Finishing two years of basic sciences and really looking forward to the clinical years now I am thinking as many a time I did in the past, whether the basic sciences course taught us in Nepal are not updated as per the need of now.
What I am saying is that the information we learn now should be learned either to make a base for learning and understanding the clinical medicine or knowledge that can be utilized in the clinical side.
Let me give you an example:
Why do we have to learn “all” the names of enzymes and memorize the steps of a biochemical pathway? I am saying “all” because some steps are there where the pathology lies(deficiency or overactivation) or the site for drug action and these are crucial to understanding to learn about the disease and the treatment but some steps are there without any significance in clinical application( they may have importance in research but we are learning medicine not researching about everything) . And our syllabus expects us to remember those rather than concepts that are vital.
It may sound like a cry of a lazy student but I say lets put the same time and effort to learn other concepts and applicable things. I am not undermining the importance of the basic science subjects or the curriculum but I feel that if the students are taught from the very beginning to be clinically oriented they will retain the information better and be a better doctor.
If students know that they need to learn the path of this tract in CNS because it signifies the appearance of clinical signs and symptoms according to the site of damage then they will want to know and will understand it better then just learning the path.
Best of all will be integrating the basic science subjects’ concept to give their clinical application. For example, knowing about the location of the pancreas(anatomy) gives me the idea that carcinoma of the head of the pancreas(pathology) can block the hepato-pancreatic duct thus obstructing the bile flow. Knowing about the formation and function of bile(biochemistry and physiology) I can know what will happen in the obstruction vs infection(microbiology). I admit all the times the subjects can’t be integrated but I feel more integration is needed.
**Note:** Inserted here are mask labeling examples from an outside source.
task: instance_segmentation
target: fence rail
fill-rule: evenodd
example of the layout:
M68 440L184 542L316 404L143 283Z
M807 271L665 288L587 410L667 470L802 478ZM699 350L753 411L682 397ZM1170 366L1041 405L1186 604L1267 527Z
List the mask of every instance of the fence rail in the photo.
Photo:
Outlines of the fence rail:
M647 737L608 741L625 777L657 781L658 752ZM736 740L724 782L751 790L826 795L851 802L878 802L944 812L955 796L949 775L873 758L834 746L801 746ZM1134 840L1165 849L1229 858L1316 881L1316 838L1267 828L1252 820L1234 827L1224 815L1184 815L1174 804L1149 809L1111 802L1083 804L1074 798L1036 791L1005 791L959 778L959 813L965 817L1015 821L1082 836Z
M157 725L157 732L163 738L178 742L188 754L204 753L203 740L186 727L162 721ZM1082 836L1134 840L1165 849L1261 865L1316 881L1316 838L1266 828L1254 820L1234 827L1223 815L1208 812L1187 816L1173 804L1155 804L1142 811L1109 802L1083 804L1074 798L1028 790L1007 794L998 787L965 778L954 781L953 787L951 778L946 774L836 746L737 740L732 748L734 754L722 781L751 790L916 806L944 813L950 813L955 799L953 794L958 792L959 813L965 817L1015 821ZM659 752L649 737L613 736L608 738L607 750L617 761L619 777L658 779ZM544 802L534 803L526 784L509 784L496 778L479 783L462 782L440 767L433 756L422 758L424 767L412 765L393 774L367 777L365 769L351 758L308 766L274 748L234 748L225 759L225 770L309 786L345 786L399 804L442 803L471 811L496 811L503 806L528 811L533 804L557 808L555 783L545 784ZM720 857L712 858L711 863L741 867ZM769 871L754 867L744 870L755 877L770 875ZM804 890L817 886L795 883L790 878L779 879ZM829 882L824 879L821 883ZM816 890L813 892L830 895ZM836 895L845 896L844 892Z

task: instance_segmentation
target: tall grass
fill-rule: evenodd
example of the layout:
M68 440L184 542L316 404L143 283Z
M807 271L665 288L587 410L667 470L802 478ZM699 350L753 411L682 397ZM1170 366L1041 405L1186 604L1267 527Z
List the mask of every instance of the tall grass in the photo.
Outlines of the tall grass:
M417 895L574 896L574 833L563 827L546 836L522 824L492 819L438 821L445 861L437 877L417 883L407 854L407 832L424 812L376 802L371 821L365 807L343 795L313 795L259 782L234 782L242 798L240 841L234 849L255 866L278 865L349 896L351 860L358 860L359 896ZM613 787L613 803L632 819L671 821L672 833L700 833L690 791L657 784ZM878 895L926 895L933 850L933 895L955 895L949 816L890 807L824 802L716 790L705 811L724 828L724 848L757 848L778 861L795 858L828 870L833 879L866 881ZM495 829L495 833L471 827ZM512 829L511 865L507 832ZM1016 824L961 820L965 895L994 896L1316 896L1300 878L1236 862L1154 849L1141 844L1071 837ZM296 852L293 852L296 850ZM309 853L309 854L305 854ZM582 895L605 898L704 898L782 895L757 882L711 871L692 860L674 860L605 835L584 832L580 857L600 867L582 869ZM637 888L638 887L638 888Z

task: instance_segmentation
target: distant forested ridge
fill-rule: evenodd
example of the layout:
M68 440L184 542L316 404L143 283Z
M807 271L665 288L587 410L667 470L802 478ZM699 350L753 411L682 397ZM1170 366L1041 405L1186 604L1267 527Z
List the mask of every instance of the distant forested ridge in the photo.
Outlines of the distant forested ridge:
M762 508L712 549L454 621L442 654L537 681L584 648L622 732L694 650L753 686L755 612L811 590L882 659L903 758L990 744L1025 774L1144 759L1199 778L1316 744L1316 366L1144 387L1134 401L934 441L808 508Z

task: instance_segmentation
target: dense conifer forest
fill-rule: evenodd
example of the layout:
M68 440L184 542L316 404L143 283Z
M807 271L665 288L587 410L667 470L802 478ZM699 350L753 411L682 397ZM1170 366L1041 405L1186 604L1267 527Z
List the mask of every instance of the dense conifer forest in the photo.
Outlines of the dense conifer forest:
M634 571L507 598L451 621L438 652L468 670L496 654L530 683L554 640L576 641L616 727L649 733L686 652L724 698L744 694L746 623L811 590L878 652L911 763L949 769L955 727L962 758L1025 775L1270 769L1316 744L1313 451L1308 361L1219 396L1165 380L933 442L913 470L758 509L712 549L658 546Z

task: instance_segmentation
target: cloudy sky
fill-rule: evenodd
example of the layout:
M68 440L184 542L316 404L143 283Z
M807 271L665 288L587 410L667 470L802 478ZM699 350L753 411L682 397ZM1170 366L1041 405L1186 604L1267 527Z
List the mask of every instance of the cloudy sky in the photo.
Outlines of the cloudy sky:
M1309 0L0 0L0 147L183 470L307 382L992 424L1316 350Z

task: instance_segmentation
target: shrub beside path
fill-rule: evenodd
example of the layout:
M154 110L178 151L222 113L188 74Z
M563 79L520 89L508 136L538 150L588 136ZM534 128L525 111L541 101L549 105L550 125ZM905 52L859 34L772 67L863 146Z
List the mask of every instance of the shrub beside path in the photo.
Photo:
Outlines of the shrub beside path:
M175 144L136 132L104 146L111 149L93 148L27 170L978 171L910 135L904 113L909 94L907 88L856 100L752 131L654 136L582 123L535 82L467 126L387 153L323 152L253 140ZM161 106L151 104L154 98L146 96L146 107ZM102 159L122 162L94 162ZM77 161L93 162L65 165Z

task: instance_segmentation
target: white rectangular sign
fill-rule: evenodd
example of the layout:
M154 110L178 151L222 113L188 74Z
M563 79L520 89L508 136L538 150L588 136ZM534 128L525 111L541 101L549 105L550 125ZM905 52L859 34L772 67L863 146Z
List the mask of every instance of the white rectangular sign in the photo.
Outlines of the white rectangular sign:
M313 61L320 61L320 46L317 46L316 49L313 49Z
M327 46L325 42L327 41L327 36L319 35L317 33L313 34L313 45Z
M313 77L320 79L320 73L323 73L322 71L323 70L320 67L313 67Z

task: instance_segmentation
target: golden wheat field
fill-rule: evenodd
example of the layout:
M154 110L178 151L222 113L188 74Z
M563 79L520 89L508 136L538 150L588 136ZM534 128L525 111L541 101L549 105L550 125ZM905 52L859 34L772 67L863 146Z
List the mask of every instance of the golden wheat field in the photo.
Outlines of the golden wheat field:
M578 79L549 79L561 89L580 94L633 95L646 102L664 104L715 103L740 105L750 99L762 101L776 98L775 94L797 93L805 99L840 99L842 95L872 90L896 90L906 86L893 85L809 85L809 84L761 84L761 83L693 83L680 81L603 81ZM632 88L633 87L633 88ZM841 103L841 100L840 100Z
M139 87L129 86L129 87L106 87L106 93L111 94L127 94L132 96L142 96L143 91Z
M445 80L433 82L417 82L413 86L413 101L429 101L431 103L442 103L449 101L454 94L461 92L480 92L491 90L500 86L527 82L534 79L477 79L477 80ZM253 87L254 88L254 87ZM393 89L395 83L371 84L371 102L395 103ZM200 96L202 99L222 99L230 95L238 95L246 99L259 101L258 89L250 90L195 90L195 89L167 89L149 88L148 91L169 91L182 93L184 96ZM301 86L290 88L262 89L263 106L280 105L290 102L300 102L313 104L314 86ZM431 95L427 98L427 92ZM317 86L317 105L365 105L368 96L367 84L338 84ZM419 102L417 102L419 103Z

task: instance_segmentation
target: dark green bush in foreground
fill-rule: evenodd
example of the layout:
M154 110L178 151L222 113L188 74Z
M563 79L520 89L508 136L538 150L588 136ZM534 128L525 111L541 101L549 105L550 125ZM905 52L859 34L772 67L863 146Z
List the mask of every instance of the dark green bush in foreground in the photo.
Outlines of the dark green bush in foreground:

Latest approach by Kathmandu University to introduce more clinical insight to the basic sciences is done by the inclusion of a subject named Introduction to Clinical Medicine(ICM) and it is very appreciable and fruitful for the students. It integrates the knowledge of the basic sciences to explain signs and symptoms and management. But one subject is not enough.
I hope that in the next revision of the curriculum the integration and clinical use will be given more importance than just facts and numbers that won’t be clinically applicable.